Je me demande bien qui est morte dans l'histoire. Elle, pour son contrôle d'histoire, ou moi, qui, dans un futur proche, serait sans doute foudroyée par ses éclairs !

Il est onze heures quand je m'interesse au temps. Il passe vite, beaucoup trop vite à mon goût.

Papa travaille et maman est à la cuisine. C'est son jour de congé, le jour où elle peut profiter de ses livres.

-Bonjour maman. Dis-je en entrant dans la cuisine, affamée.
Elle est ici, assise sur une chaise haute, face à quelques fruits qu'elle coupe pour en faire une salade sûrement. Je me précipite sur les céréales aux chocolats qui, comme d'habitude, se trouvent devant mes yeux. Ces derniers sont et seront toujours plus gros que mon ventre.

-Ne mange pas trop Tessa. ordonne ma mère en me regardant avec un sourire. Ce sourire est celui de l'espoir. Il m'apporte la joie de ne pas être seule dans le choix de ma destinée.
Tu n'iras pas en cours aujourd'hui. Après ce qui s'est passé hier soir, mieux vaut que tu te reposes. M'annonce t'elle.
Je la regarde un instant puis hoche la tête en lui rendant son sourire.

-Qui m'a ramenée ici hier soir? Dis-je alors afin de briser le silence d'une question importante.

Nous nous observons; mes yeux dans les siens, les siens dans les miens puis, plus rien. Le silence raisonne dans la pièce, mes céréales restent noyés un instant dans mon bol rose. Un sourire plus grand encore se forme sur son visage. Pourquoi? Va-t-elle me le dire?

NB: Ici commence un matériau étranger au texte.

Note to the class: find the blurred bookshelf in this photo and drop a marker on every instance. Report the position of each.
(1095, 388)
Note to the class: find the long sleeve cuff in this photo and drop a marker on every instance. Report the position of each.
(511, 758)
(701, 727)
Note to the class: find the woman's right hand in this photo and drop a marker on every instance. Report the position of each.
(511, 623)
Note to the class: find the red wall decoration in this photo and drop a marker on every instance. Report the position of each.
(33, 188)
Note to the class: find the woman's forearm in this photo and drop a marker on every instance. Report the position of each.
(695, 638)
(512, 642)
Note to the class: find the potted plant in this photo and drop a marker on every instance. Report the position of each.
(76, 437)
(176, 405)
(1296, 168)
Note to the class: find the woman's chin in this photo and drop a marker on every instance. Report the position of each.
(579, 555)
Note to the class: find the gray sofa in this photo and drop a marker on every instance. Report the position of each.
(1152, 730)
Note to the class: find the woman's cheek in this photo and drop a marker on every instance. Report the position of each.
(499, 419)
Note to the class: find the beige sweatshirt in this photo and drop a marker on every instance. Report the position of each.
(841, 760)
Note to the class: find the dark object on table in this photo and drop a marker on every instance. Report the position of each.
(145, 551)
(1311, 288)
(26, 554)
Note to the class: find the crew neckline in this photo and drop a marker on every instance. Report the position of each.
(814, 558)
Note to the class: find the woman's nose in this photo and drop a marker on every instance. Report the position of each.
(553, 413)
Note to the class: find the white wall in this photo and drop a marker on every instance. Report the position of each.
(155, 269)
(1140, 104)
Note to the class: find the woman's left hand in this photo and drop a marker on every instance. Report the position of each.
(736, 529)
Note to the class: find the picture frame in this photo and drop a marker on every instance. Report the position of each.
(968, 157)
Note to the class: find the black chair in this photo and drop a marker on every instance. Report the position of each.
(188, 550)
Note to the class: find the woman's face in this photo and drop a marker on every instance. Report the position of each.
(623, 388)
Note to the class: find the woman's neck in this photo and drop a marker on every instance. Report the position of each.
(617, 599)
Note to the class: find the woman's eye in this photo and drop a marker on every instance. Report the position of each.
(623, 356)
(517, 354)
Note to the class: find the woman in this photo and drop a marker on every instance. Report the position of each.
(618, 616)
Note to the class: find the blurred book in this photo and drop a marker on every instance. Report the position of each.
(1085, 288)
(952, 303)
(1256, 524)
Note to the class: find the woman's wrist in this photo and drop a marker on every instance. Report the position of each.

-Un jeune garçon s'est pointé à la porte de l'appartement vers vingt-trois heures. Tu as de la chance que ton père ne dormait pas. C'est lui qui t'a portée jusqu'à ton lit. Tu pourras le remercier ce soir. Pour une fois qu'il accomplit sa mission de père. Elle lâche un rire dans cet océan de douceur. Les vagues qu'il contient sont roses et rouges, couleur des fleurs qu'elle me rapporte les journées d'été, parfum de ma belle et douce maman, celle qui me comble de par sa présence. Puis, elle quitte la cuisine en lançant ces quelques mots.
-Je vais lire dans ma chambre. Nous mangerons plus tard. S'il y a un problème, je suis là.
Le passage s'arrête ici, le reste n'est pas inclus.